You are viewing a plain text version of this content. The canonical link for it is here.

Posted to solr-user@lucene.apache.org by Tom Burton-West <tb...@umich.edu> on 2012/12/19 23:10:53 UTC

ICUTokenizer labels number as Han character?

Hello,

Don't know if the Solr admin panel is lying, or if this is a wierd bug.
The string: "1986年"  gets analyzed by the ICUTokenizer with "1986" being
identified as type:NUM and script:Han.  Then the CJKBigram filter
identifies "1986" as type:Num and script:Han and "年" as type:Single and
script: Common.

This doesn't seem right.   Couldn't fit the whole analysis output on one
screen so there are two screenshots attached.

Any clues as to what is going on and whether it is a problem?

Tom

Re: ICUTokenizer labels number as Han character?

Posted by Robert Muir <rc...@gmail.com>.

Your attachment didnt come through: I think the list strips them.
Maybe just open a JIRA and attach your screenshots? or put them
elsewhere and just include a link?

As far as the ultimate behavior, I think its correct. Keep in mind
tokens don't really get a script value: runs of untokenized text do.
"common" is stuff like numbers/punctuation/etc that just keeps the run
whatever it was before (e.g. Han).

And the bigram filter only bigrams text with certain token types (NUM
is not one of them), so making a singleton is correct.
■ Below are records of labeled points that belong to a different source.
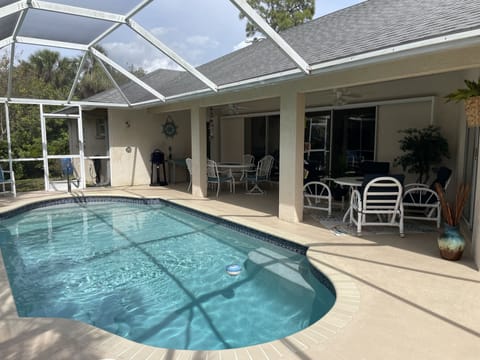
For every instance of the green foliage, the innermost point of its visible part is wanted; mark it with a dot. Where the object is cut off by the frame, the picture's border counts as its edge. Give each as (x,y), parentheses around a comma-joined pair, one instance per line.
(472,90)
(280,14)
(423,148)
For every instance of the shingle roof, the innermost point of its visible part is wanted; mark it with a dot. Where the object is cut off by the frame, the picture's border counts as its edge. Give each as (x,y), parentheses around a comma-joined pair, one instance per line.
(362,28)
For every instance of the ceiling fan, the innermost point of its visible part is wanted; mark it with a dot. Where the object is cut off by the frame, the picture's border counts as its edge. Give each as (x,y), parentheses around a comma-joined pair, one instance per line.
(229,109)
(343,96)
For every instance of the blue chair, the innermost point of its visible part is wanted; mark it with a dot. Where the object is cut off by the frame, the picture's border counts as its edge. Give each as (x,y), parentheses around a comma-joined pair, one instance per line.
(378,203)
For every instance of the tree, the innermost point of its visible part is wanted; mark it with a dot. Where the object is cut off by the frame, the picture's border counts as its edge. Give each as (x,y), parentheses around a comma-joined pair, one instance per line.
(280,14)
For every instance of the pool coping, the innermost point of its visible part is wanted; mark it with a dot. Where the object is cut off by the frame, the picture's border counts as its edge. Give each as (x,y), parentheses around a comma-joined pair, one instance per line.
(298,344)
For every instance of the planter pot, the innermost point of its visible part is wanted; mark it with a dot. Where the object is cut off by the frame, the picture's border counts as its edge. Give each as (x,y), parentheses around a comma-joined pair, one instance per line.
(451,243)
(472,111)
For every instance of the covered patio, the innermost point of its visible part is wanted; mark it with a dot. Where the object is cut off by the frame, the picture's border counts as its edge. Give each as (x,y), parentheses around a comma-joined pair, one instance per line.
(398,299)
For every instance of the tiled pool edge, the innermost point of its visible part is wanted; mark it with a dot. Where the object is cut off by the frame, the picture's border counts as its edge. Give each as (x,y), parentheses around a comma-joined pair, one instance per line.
(313,338)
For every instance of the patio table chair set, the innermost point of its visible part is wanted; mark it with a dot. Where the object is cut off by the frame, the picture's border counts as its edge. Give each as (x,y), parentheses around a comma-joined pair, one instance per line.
(235,173)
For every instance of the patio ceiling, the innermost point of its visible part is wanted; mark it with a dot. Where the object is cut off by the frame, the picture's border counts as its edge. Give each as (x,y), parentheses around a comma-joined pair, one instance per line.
(82,24)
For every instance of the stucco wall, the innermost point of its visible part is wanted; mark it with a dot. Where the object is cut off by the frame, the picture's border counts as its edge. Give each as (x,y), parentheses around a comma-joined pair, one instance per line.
(393,118)
(133,135)
(232,139)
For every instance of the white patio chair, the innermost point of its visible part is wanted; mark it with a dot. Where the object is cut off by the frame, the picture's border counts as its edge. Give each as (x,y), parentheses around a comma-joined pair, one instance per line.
(421,203)
(188,162)
(247,159)
(8,177)
(215,177)
(259,175)
(317,195)
(377,203)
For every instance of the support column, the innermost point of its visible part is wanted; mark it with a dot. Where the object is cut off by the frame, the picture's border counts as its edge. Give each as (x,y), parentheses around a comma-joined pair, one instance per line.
(292,124)
(198,118)
(476,217)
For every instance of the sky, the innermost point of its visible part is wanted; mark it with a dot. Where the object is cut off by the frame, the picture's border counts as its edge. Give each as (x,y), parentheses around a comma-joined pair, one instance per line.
(198,31)
(205,31)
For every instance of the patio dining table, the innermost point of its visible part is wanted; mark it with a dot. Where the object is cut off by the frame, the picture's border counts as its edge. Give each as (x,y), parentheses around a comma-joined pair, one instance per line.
(234,166)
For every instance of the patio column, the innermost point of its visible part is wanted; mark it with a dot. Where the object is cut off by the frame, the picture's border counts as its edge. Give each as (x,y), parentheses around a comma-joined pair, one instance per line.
(198,120)
(292,124)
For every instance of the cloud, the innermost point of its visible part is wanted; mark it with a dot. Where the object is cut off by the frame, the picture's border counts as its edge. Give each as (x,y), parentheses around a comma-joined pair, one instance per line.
(203,41)
(139,53)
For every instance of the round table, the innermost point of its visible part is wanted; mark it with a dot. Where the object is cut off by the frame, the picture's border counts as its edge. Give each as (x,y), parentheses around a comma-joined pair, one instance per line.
(352,181)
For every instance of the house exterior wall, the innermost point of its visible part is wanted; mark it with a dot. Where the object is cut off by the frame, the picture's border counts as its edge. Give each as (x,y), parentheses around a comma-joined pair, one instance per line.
(134,134)
(232,139)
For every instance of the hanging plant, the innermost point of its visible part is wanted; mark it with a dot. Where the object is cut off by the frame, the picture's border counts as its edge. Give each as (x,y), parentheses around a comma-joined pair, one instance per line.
(423,148)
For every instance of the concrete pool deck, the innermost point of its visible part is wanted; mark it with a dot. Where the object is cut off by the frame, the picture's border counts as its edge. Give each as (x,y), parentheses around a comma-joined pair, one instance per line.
(396,298)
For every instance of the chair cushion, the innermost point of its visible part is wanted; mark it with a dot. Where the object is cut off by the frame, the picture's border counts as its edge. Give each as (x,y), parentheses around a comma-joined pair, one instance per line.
(443,174)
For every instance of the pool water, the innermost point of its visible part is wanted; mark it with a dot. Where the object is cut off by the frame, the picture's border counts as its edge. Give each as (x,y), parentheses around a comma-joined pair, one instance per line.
(156,274)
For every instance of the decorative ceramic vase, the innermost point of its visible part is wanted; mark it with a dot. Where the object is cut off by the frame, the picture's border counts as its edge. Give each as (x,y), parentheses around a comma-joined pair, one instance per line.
(451,243)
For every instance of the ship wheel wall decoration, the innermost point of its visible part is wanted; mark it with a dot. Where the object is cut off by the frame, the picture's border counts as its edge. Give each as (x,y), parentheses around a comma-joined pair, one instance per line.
(169,128)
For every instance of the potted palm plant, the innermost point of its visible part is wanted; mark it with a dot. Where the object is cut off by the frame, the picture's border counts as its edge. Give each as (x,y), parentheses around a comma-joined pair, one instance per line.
(471,96)
(450,242)
(422,149)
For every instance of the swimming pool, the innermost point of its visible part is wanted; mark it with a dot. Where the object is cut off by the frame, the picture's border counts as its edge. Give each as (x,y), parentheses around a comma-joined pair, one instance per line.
(156,273)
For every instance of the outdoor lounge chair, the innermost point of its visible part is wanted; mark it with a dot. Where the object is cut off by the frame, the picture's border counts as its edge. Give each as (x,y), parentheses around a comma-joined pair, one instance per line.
(421,202)
(260,174)
(378,203)
(217,178)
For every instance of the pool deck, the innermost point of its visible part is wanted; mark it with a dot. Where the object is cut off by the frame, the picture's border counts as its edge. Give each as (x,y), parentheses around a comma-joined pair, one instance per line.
(397,299)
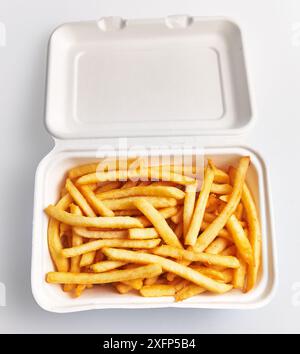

On Wed, Dec 19, 2012 at 5:10 PM, Tom Burton-West <tb...@umich.edu> wrote:
> Hello,
>
> Don't know if the Solr admin panel is lying, or if this is a wierd bug.
> The string: "1986年"  gets analyzed by the ICUTokenizer with "1986" being
> identified as type:NUM and script:Han.  Then the CJKBigram filter identifies
> "1986" as type:Num and script:Han and "年" as type:Single and script: Common.
>
> This doesn't seem right.   Couldn't fit the whole analysis output on one
> screen so there are two screenshots attached.
>
> Any clues as to what is going on and whether it is a problem?
>
> Tom